Netanyahu: I cannot think of a weaker message we could be sending Iran
“If there were no surprises, we wouldn’t have been able to destroy the reactor in Iraq,” Netanyahu says of the 1981 strike ordered by prime minister Menachem Begin, noting that he had been asked for such a commitment several times by Washington over his 15 years in power and always refused.
Netanyahu says he was asked specifically by President Joe Biden and Defense Secretary Lloyd Austin, “don’t surprise us” on Iran, but refused to make such a commitment, telling them only, “I’ll take your request into account.”
Branding Lapid Israel’s “prime minister in practice,” he said Lapid and Bennett “gave up the right to act without advance notice” against the Iranian regime and its nuclear program.

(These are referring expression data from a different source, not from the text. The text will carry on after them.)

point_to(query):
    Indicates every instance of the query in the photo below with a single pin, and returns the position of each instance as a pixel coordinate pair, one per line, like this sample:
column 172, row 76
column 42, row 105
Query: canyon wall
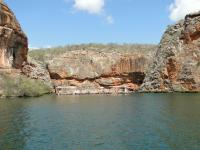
column 86, row 71
column 13, row 41
column 176, row 66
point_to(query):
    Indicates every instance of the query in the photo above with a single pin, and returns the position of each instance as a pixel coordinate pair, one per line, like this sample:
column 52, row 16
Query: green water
column 132, row 122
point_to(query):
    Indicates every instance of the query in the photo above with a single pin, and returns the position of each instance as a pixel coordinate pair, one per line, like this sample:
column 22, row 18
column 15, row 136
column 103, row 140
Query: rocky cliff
column 13, row 41
column 89, row 71
column 176, row 65
column 18, row 77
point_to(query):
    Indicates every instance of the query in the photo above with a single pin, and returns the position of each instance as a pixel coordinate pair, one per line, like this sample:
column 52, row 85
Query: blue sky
column 62, row 22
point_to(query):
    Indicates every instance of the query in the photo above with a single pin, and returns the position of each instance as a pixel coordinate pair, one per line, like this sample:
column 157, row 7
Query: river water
column 95, row 122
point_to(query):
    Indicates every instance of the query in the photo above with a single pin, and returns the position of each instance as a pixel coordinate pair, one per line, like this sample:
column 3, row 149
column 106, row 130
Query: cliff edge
column 176, row 65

“I cannot think of a weaker and more flaccid message we could be sending Iran,” he says, adding that the country’s ayatollahs can now “sleep well at night.”
He concludes that the new government is “not fit to lead.”
“This is not a political issue; this is an issue of security, of lives being endangered,” he charges.
For his part, Lapid, who is also the alternate prime minister, responded by saying in a sarcastic tone, "The first part of the sentence (of Netanyahu) is incorrect, and the second part will not happen. I thank the opposition leader for the advice."